- 8 May 2018
- Transport / Logistics Services
After the shock of one of its drivers dying due to not taking time off work, DPD has pledged that all of its drivers are to receive at least the equivalent of ‘at least the Real Living Wage’. DPD has also announced more detail on the new self-employed worker contract that now includes pension, paid holiday as well as sick pay.
In a statement DPD said that the launch of the new Driver Code “follows a widespread internal review, consultation with hundreds of the carrier’s drivers and input from leading figures in the Labour movement”.
According to DPD, all of its drivers are to be briefed individually in the next few weeks on the new employment terms being offered as of the 2nd July.
The DPD statement explained: “The new Driver Code is based on choice, flexibility, opportunity and clear communication. It lays out the guiding principles of the relationship between DPD and its drivers.
“At the core of the new Code is the option for all drivers to be able to choose how they contract with DPD. All drivers will be able to choose if they want to be employed directly by DPD, be a self-employed franchisee or become a self-employed worker.
“The new worker contract is designed to generate driver earnings of £28,800 per annum on average, based on a standard five-day week contract, with no upper cap on earnings. In addition, workers will receive 28 days paid holiday, a pension and sick pay.
“To ensure that all its self-employed drivers receive at least the equivalent of the Real Living Wage, DPD will monitor and measure their earnings on a monthly basis.
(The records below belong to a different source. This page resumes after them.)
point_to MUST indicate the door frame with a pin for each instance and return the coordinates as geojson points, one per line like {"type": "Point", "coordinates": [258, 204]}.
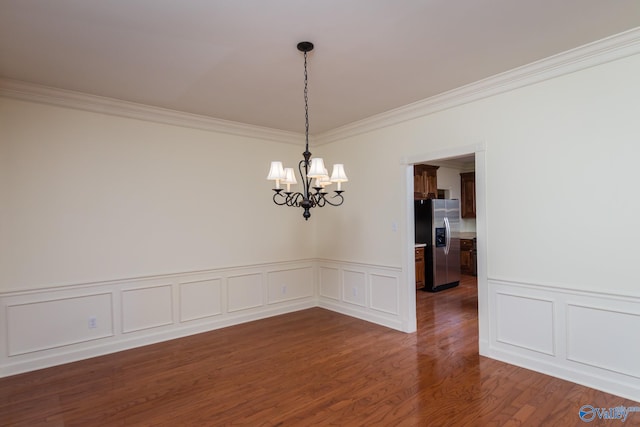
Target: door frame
{"type": "Point", "coordinates": [479, 151]}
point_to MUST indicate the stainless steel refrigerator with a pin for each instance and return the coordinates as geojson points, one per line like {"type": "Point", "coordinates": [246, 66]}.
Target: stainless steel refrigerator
{"type": "Point", "coordinates": [437, 224]}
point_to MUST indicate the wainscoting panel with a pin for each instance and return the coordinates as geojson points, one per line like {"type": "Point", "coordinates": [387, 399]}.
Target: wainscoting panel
{"type": "Point", "coordinates": [604, 338]}
{"type": "Point", "coordinates": [329, 282]}
{"type": "Point", "coordinates": [145, 308]}
{"type": "Point", "coordinates": [244, 292]}
{"type": "Point", "coordinates": [586, 337]}
{"type": "Point", "coordinates": [200, 299]}
{"type": "Point", "coordinates": [384, 293]}
{"type": "Point", "coordinates": [515, 314]}
{"type": "Point", "coordinates": [44, 325]}
{"type": "Point", "coordinates": [354, 287]}
{"type": "Point", "coordinates": [290, 284]}
{"type": "Point", "coordinates": [368, 292]}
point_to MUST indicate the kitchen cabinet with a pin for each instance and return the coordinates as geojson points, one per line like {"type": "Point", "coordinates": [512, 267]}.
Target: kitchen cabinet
{"type": "Point", "coordinates": [425, 182]}
{"type": "Point", "coordinates": [468, 263]}
{"type": "Point", "coordinates": [420, 268]}
{"type": "Point", "coordinates": [468, 195]}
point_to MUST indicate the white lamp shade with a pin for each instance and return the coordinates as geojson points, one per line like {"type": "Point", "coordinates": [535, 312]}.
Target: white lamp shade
{"type": "Point", "coordinates": [290, 177]}
{"type": "Point", "coordinates": [324, 181]}
{"type": "Point", "coordinates": [317, 168]}
{"type": "Point", "coordinates": [276, 172]}
{"type": "Point", "coordinates": [338, 174]}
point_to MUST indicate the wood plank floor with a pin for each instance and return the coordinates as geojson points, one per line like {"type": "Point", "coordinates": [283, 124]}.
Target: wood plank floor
{"type": "Point", "coordinates": [312, 367]}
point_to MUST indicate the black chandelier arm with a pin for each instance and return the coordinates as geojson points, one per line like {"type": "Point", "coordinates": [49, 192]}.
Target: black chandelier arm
{"type": "Point", "coordinates": [338, 196]}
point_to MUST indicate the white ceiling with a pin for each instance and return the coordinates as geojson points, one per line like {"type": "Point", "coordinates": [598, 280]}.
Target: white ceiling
{"type": "Point", "coordinates": [237, 59]}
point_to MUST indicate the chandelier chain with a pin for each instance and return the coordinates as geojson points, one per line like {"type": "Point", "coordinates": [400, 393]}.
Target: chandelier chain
{"type": "Point", "coordinates": [306, 104]}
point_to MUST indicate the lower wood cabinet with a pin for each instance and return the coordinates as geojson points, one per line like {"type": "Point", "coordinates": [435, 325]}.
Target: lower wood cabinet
{"type": "Point", "coordinates": [419, 268]}
{"type": "Point", "coordinates": [468, 263]}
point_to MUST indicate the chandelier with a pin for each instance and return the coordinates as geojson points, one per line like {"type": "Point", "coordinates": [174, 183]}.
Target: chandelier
{"type": "Point", "coordinates": [310, 170]}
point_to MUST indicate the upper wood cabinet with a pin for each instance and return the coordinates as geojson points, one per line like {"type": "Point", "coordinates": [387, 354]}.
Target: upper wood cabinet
{"type": "Point", "coordinates": [425, 182]}
{"type": "Point", "coordinates": [468, 195]}
{"type": "Point", "coordinates": [420, 271]}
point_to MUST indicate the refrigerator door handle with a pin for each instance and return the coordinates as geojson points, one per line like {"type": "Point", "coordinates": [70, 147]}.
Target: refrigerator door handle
{"type": "Point", "coordinates": [448, 231]}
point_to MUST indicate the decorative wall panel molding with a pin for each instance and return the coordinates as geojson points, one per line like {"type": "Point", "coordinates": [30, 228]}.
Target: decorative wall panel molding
{"type": "Point", "coordinates": [366, 291]}
{"type": "Point", "coordinates": [329, 282]}
{"type": "Point", "coordinates": [200, 299]}
{"type": "Point", "coordinates": [244, 291]}
{"type": "Point", "coordinates": [145, 308]}
{"type": "Point", "coordinates": [517, 313]}
{"type": "Point", "coordinates": [385, 293]}
{"type": "Point", "coordinates": [44, 324]}
{"type": "Point", "coordinates": [291, 284]}
{"type": "Point", "coordinates": [52, 326]}
{"type": "Point", "coordinates": [601, 337]}
{"type": "Point", "coordinates": [586, 337]}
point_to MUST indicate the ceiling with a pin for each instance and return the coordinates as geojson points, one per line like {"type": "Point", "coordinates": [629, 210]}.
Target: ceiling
{"type": "Point", "coordinates": [237, 59]}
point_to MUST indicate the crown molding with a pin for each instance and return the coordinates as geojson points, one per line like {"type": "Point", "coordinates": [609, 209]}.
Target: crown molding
{"type": "Point", "coordinates": [599, 52]}
{"type": "Point", "coordinates": [606, 50]}
{"type": "Point", "coordinates": [116, 107]}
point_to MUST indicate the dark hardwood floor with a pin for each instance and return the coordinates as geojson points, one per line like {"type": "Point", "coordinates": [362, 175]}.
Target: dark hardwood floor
{"type": "Point", "coordinates": [312, 367]}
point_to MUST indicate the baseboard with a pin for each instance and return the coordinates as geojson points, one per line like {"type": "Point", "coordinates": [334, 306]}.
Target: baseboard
{"type": "Point", "coordinates": [585, 337]}
{"type": "Point", "coordinates": [53, 326]}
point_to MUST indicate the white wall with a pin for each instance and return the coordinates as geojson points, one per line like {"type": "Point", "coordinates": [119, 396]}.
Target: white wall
{"type": "Point", "coordinates": [561, 160]}
{"type": "Point", "coordinates": [117, 232]}
{"type": "Point", "coordinates": [91, 197]}
{"type": "Point", "coordinates": [560, 201]}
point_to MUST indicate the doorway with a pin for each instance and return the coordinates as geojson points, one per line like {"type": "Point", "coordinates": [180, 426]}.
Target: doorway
{"type": "Point", "coordinates": [453, 162]}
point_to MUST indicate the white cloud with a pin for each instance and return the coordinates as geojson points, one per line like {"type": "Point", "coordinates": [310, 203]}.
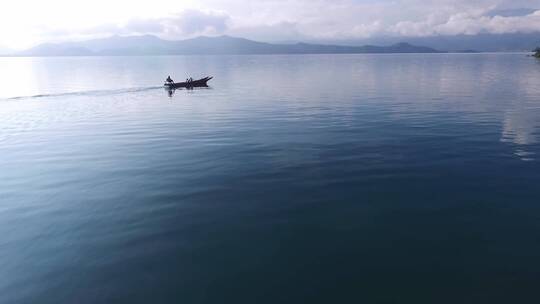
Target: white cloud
{"type": "Point", "coordinates": [32, 21]}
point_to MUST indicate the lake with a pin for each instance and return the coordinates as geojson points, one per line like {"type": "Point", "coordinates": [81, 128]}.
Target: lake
{"type": "Point", "coordinates": [292, 179]}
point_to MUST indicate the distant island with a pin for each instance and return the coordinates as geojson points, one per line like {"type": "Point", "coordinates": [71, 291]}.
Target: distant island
{"type": "Point", "coordinates": [222, 45]}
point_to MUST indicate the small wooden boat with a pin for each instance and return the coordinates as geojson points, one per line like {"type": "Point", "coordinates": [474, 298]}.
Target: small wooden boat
{"type": "Point", "coordinates": [190, 84]}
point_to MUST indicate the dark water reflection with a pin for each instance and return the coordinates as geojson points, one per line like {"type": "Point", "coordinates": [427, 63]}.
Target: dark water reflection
{"type": "Point", "coordinates": [378, 179]}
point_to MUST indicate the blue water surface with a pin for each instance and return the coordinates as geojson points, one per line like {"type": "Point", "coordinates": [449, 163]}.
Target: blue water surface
{"type": "Point", "coordinates": [292, 179]}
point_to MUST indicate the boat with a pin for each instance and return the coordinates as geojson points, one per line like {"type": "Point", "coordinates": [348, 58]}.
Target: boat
{"type": "Point", "coordinates": [191, 84]}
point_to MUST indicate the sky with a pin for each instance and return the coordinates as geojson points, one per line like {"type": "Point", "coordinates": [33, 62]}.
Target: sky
{"type": "Point", "coordinates": [26, 23]}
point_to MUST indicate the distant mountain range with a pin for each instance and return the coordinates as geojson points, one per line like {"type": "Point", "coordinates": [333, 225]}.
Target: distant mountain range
{"type": "Point", "coordinates": [486, 42]}
{"type": "Point", "coordinates": [151, 45]}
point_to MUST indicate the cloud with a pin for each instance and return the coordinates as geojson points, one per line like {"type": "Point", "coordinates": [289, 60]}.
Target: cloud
{"type": "Point", "coordinates": [181, 25]}
{"type": "Point", "coordinates": [267, 20]}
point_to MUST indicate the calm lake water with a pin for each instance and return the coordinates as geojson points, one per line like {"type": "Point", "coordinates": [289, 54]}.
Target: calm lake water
{"type": "Point", "coordinates": [293, 179]}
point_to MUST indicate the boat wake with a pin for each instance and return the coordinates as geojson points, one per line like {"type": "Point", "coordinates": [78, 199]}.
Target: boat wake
{"type": "Point", "coordinates": [87, 93]}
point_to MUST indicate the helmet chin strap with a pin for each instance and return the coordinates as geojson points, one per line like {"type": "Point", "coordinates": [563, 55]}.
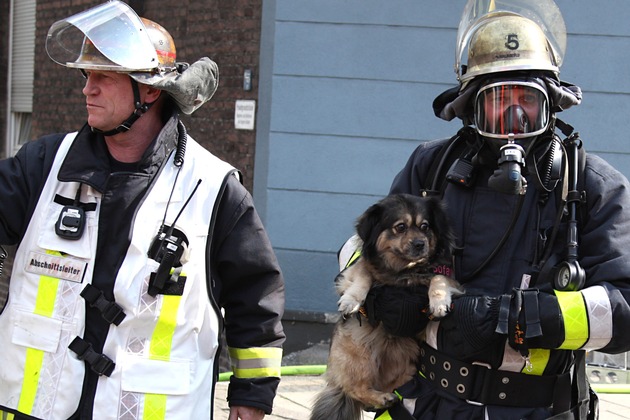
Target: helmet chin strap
{"type": "Point", "coordinates": [137, 113]}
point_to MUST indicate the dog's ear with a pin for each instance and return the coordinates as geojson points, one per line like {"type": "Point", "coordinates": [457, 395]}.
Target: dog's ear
{"type": "Point", "coordinates": [368, 222]}
{"type": "Point", "coordinates": [441, 227]}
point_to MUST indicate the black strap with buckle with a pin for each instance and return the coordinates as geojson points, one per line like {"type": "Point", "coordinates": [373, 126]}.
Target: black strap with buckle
{"type": "Point", "coordinates": [99, 363]}
{"type": "Point", "coordinates": [111, 311]}
{"type": "Point", "coordinates": [478, 384]}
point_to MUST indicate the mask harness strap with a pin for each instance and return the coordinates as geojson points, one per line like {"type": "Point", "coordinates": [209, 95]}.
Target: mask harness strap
{"type": "Point", "coordinates": [140, 109]}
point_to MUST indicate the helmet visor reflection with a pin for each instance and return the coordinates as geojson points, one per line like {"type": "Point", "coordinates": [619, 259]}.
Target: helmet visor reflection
{"type": "Point", "coordinates": [520, 109]}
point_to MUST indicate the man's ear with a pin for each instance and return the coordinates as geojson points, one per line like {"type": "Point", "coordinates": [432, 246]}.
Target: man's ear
{"type": "Point", "coordinates": [152, 94]}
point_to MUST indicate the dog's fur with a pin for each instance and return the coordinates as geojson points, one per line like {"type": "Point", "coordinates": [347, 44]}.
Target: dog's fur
{"type": "Point", "coordinates": [403, 238]}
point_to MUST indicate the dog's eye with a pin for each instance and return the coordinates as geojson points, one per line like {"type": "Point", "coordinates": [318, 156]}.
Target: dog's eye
{"type": "Point", "coordinates": [400, 228]}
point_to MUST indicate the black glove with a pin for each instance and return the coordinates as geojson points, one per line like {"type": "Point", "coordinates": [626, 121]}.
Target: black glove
{"type": "Point", "coordinates": [469, 329]}
{"type": "Point", "coordinates": [402, 310]}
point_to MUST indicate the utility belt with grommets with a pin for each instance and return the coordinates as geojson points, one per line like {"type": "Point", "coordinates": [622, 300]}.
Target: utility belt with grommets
{"type": "Point", "coordinates": [478, 384]}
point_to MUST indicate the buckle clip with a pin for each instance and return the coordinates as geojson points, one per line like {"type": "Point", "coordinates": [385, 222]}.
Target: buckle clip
{"type": "Point", "coordinates": [110, 311]}
{"type": "Point", "coordinates": [99, 363]}
{"type": "Point", "coordinates": [488, 367]}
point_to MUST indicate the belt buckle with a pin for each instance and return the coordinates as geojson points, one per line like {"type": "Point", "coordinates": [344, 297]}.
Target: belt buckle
{"type": "Point", "coordinates": [487, 366]}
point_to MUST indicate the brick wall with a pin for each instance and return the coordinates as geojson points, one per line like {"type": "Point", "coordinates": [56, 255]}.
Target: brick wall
{"type": "Point", "coordinates": [228, 31]}
{"type": "Point", "coordinates": [4, 61]}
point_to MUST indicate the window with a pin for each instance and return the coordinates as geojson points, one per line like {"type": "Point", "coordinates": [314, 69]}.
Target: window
{"type": "Point", "coordinates": [21, 73]}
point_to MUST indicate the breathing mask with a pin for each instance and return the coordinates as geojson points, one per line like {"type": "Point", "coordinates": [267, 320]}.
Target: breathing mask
{"type": "Point", "coordinates": [505, 112]}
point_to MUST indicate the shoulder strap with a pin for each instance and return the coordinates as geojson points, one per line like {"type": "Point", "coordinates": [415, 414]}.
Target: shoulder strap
{"type": "Point", "coordinates": [452, 163]}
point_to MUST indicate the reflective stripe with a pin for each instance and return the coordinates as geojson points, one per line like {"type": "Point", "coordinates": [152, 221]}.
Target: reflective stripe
{"type": "Point", "coordinates": [154, 407]}
{"type": "Point", "coordinates": [384, 416]}
{"type": "Point", "coordinates": [160, 349]}
{"type": "Point", "coordinates": [538, 359]}
{"type": "Point", "coordinates": [599, 317]}
{"type": "Point", "coordinates": [354, 257]}
{"type": "Point", "coordinates": [513, 361]}
{"type": "Point", "coordinates": [575, 318]}
{"type": "Point", "coordinates": [256, 362]}
{"type": "Point", "coordinates": [162, 338]}
{"type": "Point", "coordinates": [44, 306]}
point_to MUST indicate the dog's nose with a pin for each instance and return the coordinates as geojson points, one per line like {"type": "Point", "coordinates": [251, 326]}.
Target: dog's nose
{"type": "Point", "coordinates": [418, 244]}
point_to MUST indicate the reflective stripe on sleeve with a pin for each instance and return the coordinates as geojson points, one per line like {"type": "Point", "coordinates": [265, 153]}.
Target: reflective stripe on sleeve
{"type": "Point", "coordinates": [599, 317]}
{"type": "Point", "coordinates": [160, 349]}
{"type": "Point", "coordinates": [256, 362]}
{"type": "Point", "coordinates": [44, 306]}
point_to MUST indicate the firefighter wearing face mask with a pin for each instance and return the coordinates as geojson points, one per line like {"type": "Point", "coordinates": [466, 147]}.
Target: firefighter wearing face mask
{"type": "Point", "coordinates": [542, 235]}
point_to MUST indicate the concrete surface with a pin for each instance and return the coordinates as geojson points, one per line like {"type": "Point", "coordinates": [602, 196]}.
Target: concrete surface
{"type": "Point", "coordinates": [297, 393]}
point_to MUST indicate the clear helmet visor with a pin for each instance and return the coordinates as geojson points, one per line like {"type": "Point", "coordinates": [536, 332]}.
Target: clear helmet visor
{"type": "Point", "coordinates": [505, 109]}
{"type": "Point", "coordinates": [108, 37]}
{"type": "Point", "coordinates": [544, 13]}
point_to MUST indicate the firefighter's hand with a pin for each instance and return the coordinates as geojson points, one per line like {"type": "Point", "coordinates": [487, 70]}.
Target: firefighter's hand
{"type": "Point", "coordinates": [402, 310]}
{"type": "Point", "coordinates": [468, 332]}
{"type": "Point", "coordinates": [246, 413]}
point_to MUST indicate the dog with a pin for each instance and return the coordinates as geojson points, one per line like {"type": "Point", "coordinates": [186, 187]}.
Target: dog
{"type": "Point", "coordinates": [403, 238]}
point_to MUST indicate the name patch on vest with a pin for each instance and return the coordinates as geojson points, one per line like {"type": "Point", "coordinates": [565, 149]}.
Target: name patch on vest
{"type": "Point", "coordinates": [65, 268]}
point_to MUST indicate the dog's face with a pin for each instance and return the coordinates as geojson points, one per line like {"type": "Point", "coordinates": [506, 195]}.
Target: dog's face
{"type": "Point", "coordinates": [404, 231]}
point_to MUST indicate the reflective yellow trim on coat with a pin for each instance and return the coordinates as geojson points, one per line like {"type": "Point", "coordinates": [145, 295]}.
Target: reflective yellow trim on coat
{"type": "Point", "coordinates": [44, 306]}
{"type": "Point", "coordinates": [256, 362]}
{"type": "Point", "coordinates": [575, 318]}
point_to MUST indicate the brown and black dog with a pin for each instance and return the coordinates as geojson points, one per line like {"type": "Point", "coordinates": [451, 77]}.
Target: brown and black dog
{"type": "Point", "coordinates": [403, 238]}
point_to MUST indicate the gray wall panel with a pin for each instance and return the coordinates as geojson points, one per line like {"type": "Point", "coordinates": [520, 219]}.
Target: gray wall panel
{"type": "Point", "coordinates": [364, 52]}
{"type": "Point", "coordinates": [335, 164]}
{"type": "Point", "coordinates": [414, 12]}
{"type": "Point", "coordinates": [355, 107]}
{"type": "Point", "coordinates": [348, 97]}
{"type": "Point", "coordinates": [308, 221]}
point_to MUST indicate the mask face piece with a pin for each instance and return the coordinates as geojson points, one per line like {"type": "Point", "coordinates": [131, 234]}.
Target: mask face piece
{"type": "Point", "coordinates": [511, 109]}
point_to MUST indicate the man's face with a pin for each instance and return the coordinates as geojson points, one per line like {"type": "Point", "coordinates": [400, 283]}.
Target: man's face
{"type": "Point", "coordinates": [519, 109]}
{"type": "Point", "coordinates": [109, 99]}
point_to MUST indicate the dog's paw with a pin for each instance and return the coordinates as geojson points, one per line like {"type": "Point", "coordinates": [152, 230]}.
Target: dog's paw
{"type": "Point", "coordinates": [439, 311]}
{"type": "Point", "coordinates": [439, 305]}
{"type": "Point", "coordinates": [348, 305]}
{"type": "Point", "coordinates": [383, 400]}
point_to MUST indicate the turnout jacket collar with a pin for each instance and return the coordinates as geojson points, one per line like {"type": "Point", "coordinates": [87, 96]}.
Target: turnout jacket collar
{"type": "Point", "coordinates": [88, 160]}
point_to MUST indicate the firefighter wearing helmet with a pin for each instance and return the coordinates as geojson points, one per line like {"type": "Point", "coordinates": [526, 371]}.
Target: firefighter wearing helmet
{"type": "Point", "coordinates": [542, 237]}
{"type": "Point", "coordinates": [128, 234]}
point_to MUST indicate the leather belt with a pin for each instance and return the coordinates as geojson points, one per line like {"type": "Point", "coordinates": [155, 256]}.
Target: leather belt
{"type": "Point", "coordinates": [478, 384]}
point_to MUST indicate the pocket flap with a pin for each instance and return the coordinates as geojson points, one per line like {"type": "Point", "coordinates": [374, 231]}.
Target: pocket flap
{"type": "Point", "coordinates": [36, 331]}
{"type": "Point", "coordinates": [154, 376]}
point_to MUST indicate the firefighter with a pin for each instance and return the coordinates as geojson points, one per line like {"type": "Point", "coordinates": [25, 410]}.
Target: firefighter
{"type": "Point", "coordinates": [543, 237]}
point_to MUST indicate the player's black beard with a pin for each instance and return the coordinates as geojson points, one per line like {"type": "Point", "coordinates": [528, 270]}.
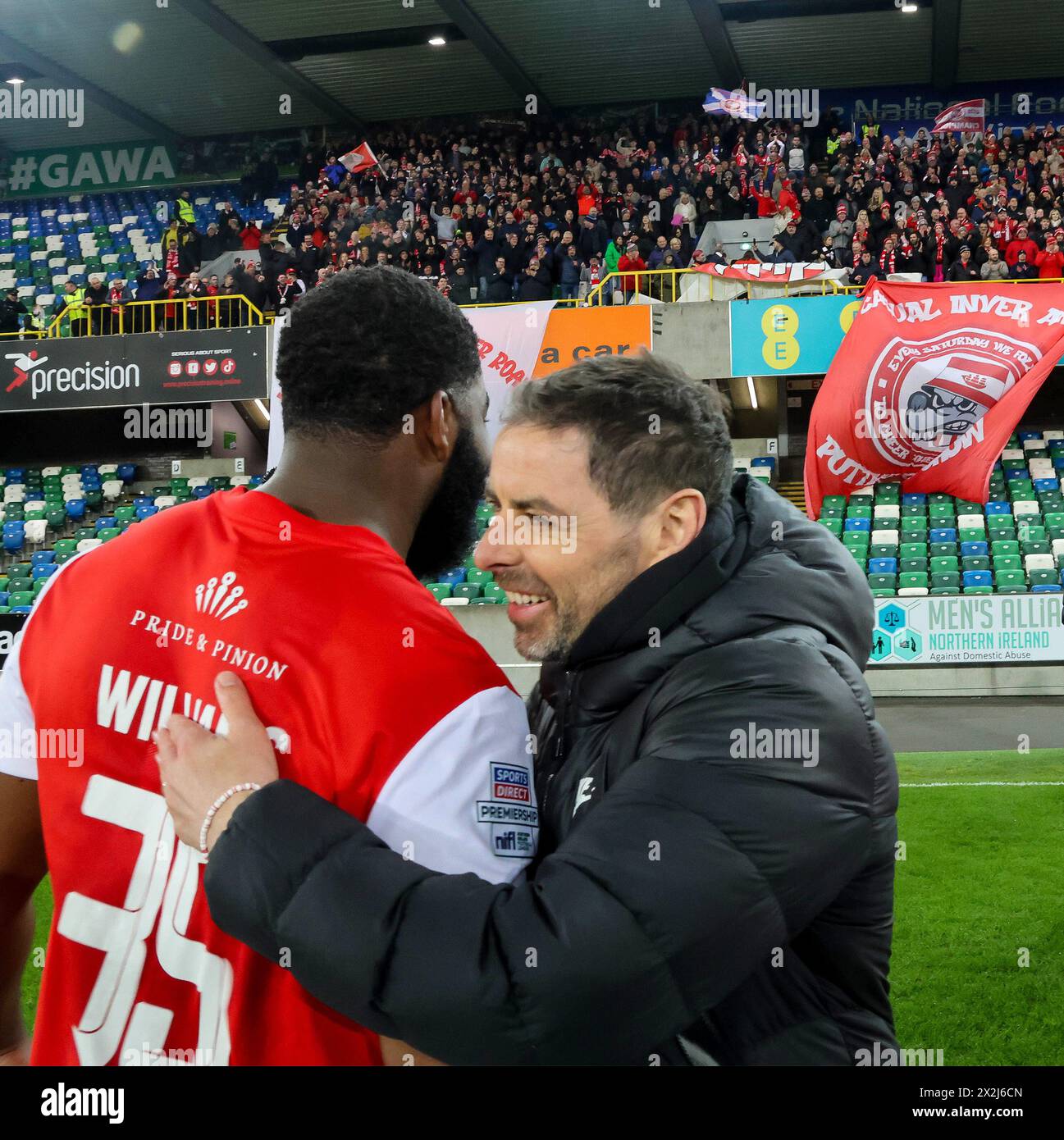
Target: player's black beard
{"type": "Point", "coordinates": [447, 529]}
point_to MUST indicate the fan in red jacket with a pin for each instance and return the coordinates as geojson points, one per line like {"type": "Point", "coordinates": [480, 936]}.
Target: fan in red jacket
{"type": "Point", "coordinates": [1051, 262]}
{"type": "Point", "coordinates": [1021, 242]}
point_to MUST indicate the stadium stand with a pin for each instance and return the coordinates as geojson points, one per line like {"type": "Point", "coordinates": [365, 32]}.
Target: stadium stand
{"type": "Point", "coordinates": [497, 216]}
{"type": "Point", "coordinates": [52, 513]}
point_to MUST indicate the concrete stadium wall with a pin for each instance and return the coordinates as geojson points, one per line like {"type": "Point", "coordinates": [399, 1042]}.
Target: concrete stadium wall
{"type": "Point", "coordinates": [696, 336]}
{"type": "Point", "coordinates": [490, 625]}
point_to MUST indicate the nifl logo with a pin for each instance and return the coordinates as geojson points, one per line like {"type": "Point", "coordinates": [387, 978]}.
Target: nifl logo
{"type": "Point", "coordinates": [217, 599]}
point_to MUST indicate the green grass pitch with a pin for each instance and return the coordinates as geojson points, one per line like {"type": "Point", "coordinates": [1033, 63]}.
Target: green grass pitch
{"type": "Point", "coordinates": [979, 889]}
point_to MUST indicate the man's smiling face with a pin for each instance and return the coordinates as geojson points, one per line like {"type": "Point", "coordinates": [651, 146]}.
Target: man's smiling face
{"type": "Point", "coordinates": [555, 545]}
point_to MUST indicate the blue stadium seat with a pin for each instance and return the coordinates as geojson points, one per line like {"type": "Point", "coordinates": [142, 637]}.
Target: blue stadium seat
{"type": "Point", "coordinates": [978, 578]}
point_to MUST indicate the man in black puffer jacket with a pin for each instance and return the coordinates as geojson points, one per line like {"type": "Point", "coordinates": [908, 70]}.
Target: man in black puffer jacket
{"type": "Point", "coordinates": [716, 801]}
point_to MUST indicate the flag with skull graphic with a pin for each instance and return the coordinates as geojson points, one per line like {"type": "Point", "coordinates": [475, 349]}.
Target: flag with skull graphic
{"type": "Point", "coordinates": [929, 385]}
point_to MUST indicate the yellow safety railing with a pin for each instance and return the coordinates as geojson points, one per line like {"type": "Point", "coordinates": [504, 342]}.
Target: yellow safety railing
{"type": "Point", "coordinates": [989, 280]}
{"type": "Point", "coordinates": [179, 313]}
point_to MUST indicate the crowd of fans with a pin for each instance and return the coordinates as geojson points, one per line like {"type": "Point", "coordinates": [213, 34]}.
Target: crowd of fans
{"type": "Point", "coordinates": [500, 216]}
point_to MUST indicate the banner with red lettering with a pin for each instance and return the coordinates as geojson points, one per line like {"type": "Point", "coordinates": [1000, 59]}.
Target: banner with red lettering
{"type": "Point", "coordinates": [929, 385]}
{"type": "Point", "coordinates": [517, 344]}
{"type": "Point", "coordinates": [770, 272]}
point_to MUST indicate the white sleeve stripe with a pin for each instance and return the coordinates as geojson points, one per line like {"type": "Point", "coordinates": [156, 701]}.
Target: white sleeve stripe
{"type": "Point", "coordinates": [18, 759]}
{"type": "Point", "coordinates": [464, 798]}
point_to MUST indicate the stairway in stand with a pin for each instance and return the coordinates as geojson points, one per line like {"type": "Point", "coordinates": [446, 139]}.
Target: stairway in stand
{"type": "Point", "coordinates": [795, 493]}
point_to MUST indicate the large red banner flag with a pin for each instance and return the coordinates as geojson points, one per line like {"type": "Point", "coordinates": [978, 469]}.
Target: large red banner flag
{"type": "Point", "coordinates": [962, 116]}
{"type": "Point", "coordinates": [362, 157]}
{"type": "Point", "coordinates": [929, 385]}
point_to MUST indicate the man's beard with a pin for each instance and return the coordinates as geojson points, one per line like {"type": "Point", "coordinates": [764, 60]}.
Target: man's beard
{"type": "Point", "coordinates": [447, 529]}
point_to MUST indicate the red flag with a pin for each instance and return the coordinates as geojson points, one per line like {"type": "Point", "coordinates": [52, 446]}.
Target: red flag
{"type": "Point", "coordinates": [766, 272]}
{"type": "Point", "coordinates": [962, 116]}
{"type": "Point", "coordinates": [360, 158]}
{"type": "Point", "coordinates": [929, 385]}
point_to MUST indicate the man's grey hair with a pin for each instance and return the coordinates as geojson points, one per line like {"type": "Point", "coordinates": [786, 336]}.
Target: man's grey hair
{"type": "Point", "coordinates": [651, 430]}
This process will be independently audited by one of the UK’s leading financial audit organisations.”
Lord Watts, the former chairman of the Labour Parliamentary Party, and Iain Wright, the former chair of the Business, Energy and Industrial Strategy select committee in the House of Commons, acted as external advisers to DPD on the Driver Code.
DPD added: “In future, all new DPD drivers will have the opportunity to ‘try before they buy’, by starting as an employed driver before deciding if they wish to be a self-employed worker, a self-employed franchisee, or remain as an employee. Before becoming self-employed, they will have access to free, independent business advice from approved suppliers.
“DPD’s current breach system for self-employed drivers will be scrapped altogether and replaced by a clear and consistent points-based Service Failure System to monitor service delivery and contract performance. Drivers will be briefed in detail on the new system before the introduction and there will be a full review before any points are allocated.
“To improve communication with drivers still further, DPD has created two new roles within the depot network; Owner Driver Relationship Managers and Service Champions. The onus is on ensuring effective two-way communication with drivers in each depot and creating more opportunities for drivers to give feedback direct to management and communicate concerns.”
Dwain McDonald, CEO of DPD commented: “The Driver Code represents a complete reappraisal of every aspect of our driver package. Our aim is simple – to make DPD the carrier of choice for delivery drivers and for our drivers to be the best rewarded in the industry. The feedback we’ve already had from the depots suggests we are on the right track. Many of the ideas here have come directly from the meetings my team and I have had with drivers and their input has been vital throughout this process.
“I think the new worker contract is a great package and it will set the benchmark in our industry. But we’ve made it very clear that we think it should be about driver choice – there are three great ways to contract with DPD now and drivers are free to choose which one suits them best.
“Loads of our drivers tell us they still love the self-employed franchisee model because of the flexibility and the capacity to earn significantly more. While we’ve been able to improve this contract further as part of this review, we recognise that it isn’t for everyone. In future we want to make sure that drivers fully understand the risks and the benefits, whichever way they contract with us. By introducing ‘try before you buy’, plain English contracts, free, independent business advice and the ability to switch contracts, we aim to get every driver onto the right contract for them.”